Originally published January 15, 2020 on Alberta Farmer Express
By Jennifer Blair
Know your current ratio, honestly estimate your gross revenue, and be ready to talk to your lender, says adviser
Managing your financial risk is a little like skinny-dipping — you’ve got to protect your assets, and that’s hard to do when you’re not covered.
“When the tide goes out, everybody can see who’s swimming naked,” said MNP agricultural tax specialist Rob Strilchuk (quoting Warren Buffett).
“We had a lot of good years, but when the tide turns in the other direction, we can see situations where it’s going to expose your farm operation to see what’s really happening.”
After a decade of generally strong prices and yields, back-to-back poor harvests and lower prices coupled with high expenses are squeezing many producers, Strilchuk said at a Powering Your Profits event earlier this winter.
In order to build a profitable farm that can weather these storms, farmers must focus on strong finances, strong production, and efficient marketing.
“If you improve each one of these things by five per cent, it makes a dramatic impact on your bottom line,” he said.
But fine tuning your finances can be tricky. The first step is to look at your financial statements and determine if you are, in fact, making a profit. That starts with an estimate of gross revenue.

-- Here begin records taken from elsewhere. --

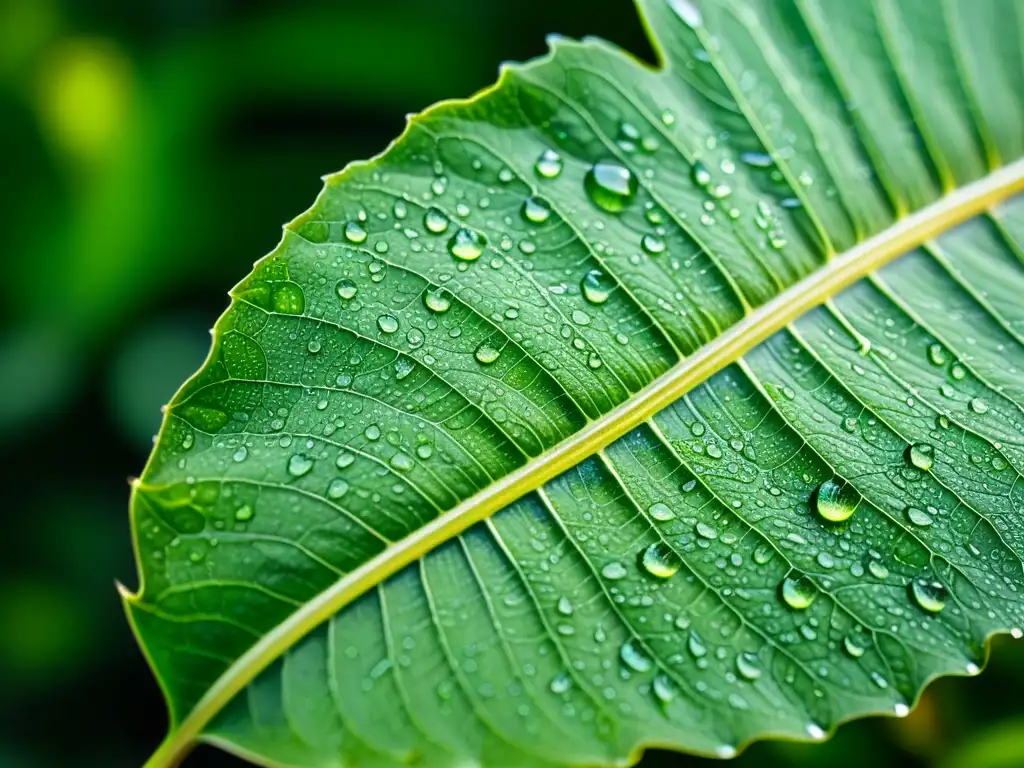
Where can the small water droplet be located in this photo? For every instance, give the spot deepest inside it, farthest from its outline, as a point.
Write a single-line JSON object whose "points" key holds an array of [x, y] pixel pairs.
{"points": [[354, 232], [466, 245], [596, 287], [930, 595], [660, 561], [921, 455]]}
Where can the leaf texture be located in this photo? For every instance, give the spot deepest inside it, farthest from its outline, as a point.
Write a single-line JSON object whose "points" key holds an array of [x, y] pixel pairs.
{"points": [[549, 434]]}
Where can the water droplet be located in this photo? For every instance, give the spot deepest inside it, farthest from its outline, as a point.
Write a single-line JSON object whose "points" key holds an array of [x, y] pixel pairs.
{"points": [[660, 561], [613, 571], [919, 516], [437, 300], [549, 165], [435, 221], [930, 595], [921, 455], [652, 244], [298, 465], [536, 210], [346, 289], [337, 488], [835, 503], [610, 186], [486, 353], [749, 666], [354, 232], [596, 287], [634, 657], [660, 512], [798, 592], [466, 245], [560, 683]]}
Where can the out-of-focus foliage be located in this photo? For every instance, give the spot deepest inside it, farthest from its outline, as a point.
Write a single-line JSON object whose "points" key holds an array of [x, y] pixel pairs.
{"points": [[134, 135]]}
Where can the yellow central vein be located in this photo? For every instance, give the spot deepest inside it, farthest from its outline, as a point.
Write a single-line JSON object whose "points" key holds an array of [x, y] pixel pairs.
{"points": [[840, 272]]}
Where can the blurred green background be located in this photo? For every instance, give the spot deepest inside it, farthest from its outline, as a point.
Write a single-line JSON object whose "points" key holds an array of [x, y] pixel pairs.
{"points": [[150, 153]]}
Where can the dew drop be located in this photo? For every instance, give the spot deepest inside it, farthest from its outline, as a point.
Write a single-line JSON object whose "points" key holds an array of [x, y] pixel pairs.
{"points": [[930, 595], [835, 503], [798, 592], [660, 561], [596, 287], [610, 186]]}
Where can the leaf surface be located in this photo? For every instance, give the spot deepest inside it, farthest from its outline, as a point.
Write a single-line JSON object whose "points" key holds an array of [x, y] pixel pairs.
{"points": [[616, 408]]}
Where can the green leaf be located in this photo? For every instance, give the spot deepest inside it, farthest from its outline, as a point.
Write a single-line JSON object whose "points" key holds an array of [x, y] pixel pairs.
{"points": [[616, 408]]}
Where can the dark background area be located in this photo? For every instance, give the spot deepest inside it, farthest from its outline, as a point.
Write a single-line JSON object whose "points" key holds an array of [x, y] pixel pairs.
{"points": [[150, 153]]}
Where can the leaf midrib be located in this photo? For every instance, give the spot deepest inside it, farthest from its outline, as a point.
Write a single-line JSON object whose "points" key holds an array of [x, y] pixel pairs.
{"points": [[838, 273]]}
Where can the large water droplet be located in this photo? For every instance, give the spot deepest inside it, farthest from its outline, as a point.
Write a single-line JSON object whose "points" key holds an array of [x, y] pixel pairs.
{"points": [[596, 287], [634, 657], [930, 595], [610, 185], [798, 592], [835, 503], [466, 245], [921, 455], [660, 561], [549, 165]]}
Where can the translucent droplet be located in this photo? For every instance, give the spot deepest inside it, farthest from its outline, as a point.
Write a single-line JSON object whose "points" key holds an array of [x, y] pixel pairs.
{"points": [[346, 289], [835, 503], [549, 165], [919, 516], [435, 221], [652, 244], [798, 592], [660, 512], [560, 683], [437, 300], [610, 185], [660, 561], [613, 571], [596, 287], [930, 595], [298, 465], [749, 666], [354, 232], [634, 657], [921, 455], [387, 323], [337, 488], [466, 245], [486, 353], [536, 210]]}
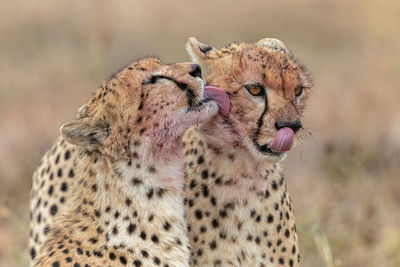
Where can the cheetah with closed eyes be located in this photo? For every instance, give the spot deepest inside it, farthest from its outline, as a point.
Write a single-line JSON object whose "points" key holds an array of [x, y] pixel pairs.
{"points": [[261, 80], [127, 204], [238, 208]]}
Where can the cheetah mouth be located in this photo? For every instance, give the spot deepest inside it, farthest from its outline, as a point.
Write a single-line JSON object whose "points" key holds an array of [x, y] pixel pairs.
{"points": [[281, 143], [266, 149]]}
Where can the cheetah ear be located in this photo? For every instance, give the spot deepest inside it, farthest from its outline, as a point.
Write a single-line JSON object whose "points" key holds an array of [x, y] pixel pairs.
{"points": [[83, 111], [83, 132], [200, 53], [274, 44]]}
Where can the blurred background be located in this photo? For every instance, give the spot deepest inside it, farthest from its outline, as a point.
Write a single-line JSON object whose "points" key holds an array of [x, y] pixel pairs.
{"points": [[344, 180]]}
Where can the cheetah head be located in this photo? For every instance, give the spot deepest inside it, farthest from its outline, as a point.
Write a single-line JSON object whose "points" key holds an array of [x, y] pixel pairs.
{"points": [[268, 90], [147, 105]]}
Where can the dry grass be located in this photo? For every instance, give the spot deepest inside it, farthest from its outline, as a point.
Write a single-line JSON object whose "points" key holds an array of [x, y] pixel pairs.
{"points": [[344, 179]]}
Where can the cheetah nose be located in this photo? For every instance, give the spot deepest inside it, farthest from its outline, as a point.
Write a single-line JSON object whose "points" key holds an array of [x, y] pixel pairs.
{"points": [[196, 71], [295, 126]]}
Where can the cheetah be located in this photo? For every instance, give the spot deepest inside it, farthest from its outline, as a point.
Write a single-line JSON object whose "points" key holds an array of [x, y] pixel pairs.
{"points": [[237, 204], [257, 109], [127, 206]]}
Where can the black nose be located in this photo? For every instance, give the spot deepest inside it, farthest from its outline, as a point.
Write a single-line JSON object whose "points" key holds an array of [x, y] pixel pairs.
{"points": [[196, 71], [295, 126]]}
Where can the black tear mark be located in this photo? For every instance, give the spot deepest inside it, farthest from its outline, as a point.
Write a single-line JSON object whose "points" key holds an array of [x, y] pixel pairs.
{"points": [[260, 123], [183, 86], [206, 49]]}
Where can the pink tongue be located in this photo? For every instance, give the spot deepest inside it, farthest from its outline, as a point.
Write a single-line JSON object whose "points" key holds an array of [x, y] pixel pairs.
{"points": [[283, 140], [219, 96]]}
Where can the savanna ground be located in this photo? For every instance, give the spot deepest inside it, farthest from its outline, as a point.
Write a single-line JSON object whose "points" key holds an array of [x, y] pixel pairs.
{"points": [[344, 179]]}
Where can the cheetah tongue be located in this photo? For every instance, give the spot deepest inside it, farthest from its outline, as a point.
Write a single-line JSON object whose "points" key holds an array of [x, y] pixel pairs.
{"points": [[219, 96], [283, 140]]}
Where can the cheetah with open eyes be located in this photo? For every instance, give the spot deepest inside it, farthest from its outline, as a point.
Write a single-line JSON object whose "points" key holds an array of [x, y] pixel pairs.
{"points": [[238, 208], [232, 68], [127, 204]]}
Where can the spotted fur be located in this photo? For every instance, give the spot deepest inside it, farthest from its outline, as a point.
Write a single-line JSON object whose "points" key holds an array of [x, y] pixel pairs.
{"points": [[226, 174], [238, 208], [126, 207]]}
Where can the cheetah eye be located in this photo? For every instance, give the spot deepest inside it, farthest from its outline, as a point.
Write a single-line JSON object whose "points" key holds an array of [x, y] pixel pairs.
{"points": [[255, 89], [298, 91]]}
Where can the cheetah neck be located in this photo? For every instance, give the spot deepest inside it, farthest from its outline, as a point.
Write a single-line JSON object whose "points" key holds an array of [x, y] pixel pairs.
{"points": [[232, 199]]}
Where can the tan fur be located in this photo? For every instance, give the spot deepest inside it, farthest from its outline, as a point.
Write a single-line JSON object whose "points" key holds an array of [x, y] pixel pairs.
{"points": [[229, 68], [127, 207], [237, 204]]}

“If you end up only getting $9 a bushel on a 50-bushel-an-acre yield, you’re going to have $450 an acre,” he said. “It’s pretty tight these days at that $450 an acre. We usually have our farmers target $500 an acre gross revenue.”
Excess working capital is critical, he said.
Current Ratio = Current Assets/Current Liabilities
What are current assets?
Cash, savings, prepaid expenses, crops in the bin, growing crops, marketable livestock, accounts receivable, supplies on hand (such as seed, feed, and fertilizer).
What are current liabilities?
Obligations due and payable in the next 12 months such as bills, credit card balances, operating lines of credit, accrued interest, and principal payments due on intermediate and long-term loans.
“If you have decent working capital, it means you’re prepared to make sure you can take on a crop failure or a delayed harvest,” said Strilchuk, who advises using a current ratio (current assets divided by current liabilities).
“If you’ve got a 2:1 ratio, you’re in good shape. But you’ve got to have at least 1.25 times the current assets as compared to the current liabilities,” said Strilchuk. “In other words, you have to have $1.25 in current assets for every $1 of current liability. That’s the minimum.”
Adequate working capital also allows you to take advantage of early sales on seed, chemical, and fertilizer while giving you some flexibility in your marketing.
“If it’s on sale in the month of August and you’ve got great working capital, you’re in a position to take that on,” he said. “When there’s a lot of supply and the price is low, I sure hope that you don’t need the cash to do other things.”
When payments need to be made, then you basically have to sell “no matter what the price,” he said.
Strilchuk said he likes to see farmers have enough working capital to cover half of their operating expenses in the coming year.
And having a buffer zone will be increasingly important as ‘black swan events’ — those unprecedented and unexpected situations such as China’s ban on canola or a once-in-100-years flood.
“Can you weather the storm? The banks watch these types of events in order to determine whether or not your operation can sustain something that’s negative,” said Strilchuk. “As times get tougher, their appetite for risk might go down.”
If you’re feeling more financial strain, you might want to read through your loan agreement.
“Banks aren’t trying to pull a fast one on you,” he said. “Ag is big business, and high dollars of leverage are required to operate these businesses. Do you think they’re just going to have a loose legal agreement for that? You need to read through those agreements and make sure you understand what you’re signing.”
The other thing to do is talk to your lender.
“Banks are looking for information on a regular business if things are tight,” said Strilchuk. “They want to know where you’re at so you can meet your obligations. They want to know if you have that repayment capacity and if you’re leveraged over the right period of time.
“It takes all parties working together to make sure you can meet your operation’s needs.”